The integer and the decimal parts are treated separately: the whole number of parts is directly hexadecimal: 960E. Processing of decimal places:
0.4=0.5*0+0.25*1+0.125*1+0.0625*0+ ...
Actually, it's never going to end. This is the famous problem of floating-point precision. So it's OK to add up to 53 digits in the previous integer part (hidden bit technology: the highest bit of 1

Do not write to memory).
If you're patient, count to 53 by hand: 38414.4 (10) =1001011000001110.0110101010101010101010101010101010101 (2)
The scientific notation is: 1.001. Multiplied by 2 of the 15-time side. Index is 15.
So look at the order code, a total of 11, you can say that the range is-1024 ~ 1023. Because the index can be negative, in order to facilitate the calculation, the rules are added 1023 first, here,

15+1023=1038. The binary representation is: 100 00001110
Sign bit: Positive--0.
Together (1 of the mantissa binary highest digits):
01000000 11100010 11000001 11001101 01010101 01010101 01010101 01010101

   hexadecimal numbers stored in reverse byte order are:   
  55   55   55  &NBSP;&NBSP;55&NBSP;&NBSP;&NBSP;CD&NBSP;&NBSP;&NBSP;C1&NBSP;&NBSP;&NBSP;E2&NBSP;&NBSP;&NBSP;40

Contact Us

The content source of this page is from Internet, which doesn't represent Alibaba Cloud's opinion; products and services mentioned on that page don't have any relationship with Alibaba Cloud. If the content of the page makes you feel confusing, please write us an email, we will handle the problem within 5 days after receiving your email.

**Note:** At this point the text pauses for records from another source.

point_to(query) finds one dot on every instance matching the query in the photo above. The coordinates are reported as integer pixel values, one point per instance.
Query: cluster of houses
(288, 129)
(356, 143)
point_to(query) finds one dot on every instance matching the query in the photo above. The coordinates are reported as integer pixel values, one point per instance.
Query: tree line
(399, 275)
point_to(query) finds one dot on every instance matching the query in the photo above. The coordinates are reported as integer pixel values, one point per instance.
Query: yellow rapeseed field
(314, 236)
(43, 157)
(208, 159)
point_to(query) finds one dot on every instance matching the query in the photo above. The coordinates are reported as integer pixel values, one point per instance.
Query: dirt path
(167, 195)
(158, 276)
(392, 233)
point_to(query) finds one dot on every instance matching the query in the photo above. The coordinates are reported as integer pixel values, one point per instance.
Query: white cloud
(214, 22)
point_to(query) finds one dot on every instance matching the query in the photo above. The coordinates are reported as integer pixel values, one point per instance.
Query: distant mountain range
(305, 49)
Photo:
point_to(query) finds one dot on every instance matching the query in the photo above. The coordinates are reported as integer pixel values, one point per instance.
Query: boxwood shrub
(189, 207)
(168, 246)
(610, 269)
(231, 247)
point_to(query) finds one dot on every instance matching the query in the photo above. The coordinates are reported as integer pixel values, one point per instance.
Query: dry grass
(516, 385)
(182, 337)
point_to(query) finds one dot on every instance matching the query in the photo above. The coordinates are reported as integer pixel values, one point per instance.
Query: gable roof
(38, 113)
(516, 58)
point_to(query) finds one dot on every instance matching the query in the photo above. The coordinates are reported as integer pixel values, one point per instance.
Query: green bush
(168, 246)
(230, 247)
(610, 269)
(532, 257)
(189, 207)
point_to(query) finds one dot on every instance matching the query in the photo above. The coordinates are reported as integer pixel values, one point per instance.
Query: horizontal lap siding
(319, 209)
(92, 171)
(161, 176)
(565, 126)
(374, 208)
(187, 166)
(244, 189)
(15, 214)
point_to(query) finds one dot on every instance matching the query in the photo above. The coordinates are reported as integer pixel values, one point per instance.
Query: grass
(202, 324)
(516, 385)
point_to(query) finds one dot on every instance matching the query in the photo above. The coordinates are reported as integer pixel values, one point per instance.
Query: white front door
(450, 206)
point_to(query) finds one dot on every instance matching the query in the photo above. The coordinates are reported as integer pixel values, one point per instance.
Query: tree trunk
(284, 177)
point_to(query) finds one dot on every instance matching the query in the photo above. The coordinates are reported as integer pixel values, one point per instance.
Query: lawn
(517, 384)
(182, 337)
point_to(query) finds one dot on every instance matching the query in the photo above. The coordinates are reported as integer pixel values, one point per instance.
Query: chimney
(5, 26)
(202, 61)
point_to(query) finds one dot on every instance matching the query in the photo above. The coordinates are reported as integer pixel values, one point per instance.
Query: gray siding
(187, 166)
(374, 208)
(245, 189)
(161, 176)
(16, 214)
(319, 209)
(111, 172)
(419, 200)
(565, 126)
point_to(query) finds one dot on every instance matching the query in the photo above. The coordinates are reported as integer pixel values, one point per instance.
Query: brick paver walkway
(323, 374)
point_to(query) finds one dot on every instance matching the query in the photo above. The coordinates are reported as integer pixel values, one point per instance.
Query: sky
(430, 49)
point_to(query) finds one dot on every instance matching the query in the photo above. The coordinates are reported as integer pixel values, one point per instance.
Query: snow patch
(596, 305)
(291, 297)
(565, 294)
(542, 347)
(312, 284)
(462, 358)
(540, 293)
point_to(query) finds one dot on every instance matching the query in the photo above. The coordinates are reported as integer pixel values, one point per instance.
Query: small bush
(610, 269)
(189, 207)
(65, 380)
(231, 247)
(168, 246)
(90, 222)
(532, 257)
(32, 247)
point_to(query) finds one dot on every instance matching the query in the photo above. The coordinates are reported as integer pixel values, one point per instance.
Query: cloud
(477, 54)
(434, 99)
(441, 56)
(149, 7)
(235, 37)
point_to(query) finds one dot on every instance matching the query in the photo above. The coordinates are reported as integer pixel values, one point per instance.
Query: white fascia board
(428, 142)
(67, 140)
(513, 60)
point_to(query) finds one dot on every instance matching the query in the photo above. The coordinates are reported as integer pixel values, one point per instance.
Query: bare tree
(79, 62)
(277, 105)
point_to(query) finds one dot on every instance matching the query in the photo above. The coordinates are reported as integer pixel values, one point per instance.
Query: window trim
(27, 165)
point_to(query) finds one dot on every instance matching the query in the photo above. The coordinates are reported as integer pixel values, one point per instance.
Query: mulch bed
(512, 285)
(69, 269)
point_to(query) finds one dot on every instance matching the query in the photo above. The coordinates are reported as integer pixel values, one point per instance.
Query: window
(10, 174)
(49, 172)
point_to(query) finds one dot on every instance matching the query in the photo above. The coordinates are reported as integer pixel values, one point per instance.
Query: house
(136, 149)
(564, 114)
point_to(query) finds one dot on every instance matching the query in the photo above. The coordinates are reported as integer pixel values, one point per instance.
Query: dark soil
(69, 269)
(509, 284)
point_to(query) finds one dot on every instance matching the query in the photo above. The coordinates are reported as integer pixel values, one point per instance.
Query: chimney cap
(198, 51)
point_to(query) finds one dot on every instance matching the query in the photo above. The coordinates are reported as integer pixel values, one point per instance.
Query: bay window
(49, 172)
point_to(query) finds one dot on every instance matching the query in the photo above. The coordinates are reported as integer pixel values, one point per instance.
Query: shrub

If you find any instances of plagiarism from the community, please send an email to: info-contact@alibabacloud.com and provide relevant evidence. A staff member will contact you within 5 working days.

A Free Trial That Lets You Build Big!

Start building with 50+ products and up to 12 months usage for Elastic Compute Service

  • Sales Support

    1 on 1 presale consultation

  • After-Sales Support

    24/7 Technical Support 6 Free Tickets per Quarter Faster Response

  • Alibaba Cloud offers highly flexible support services tailored to meet your exact needs.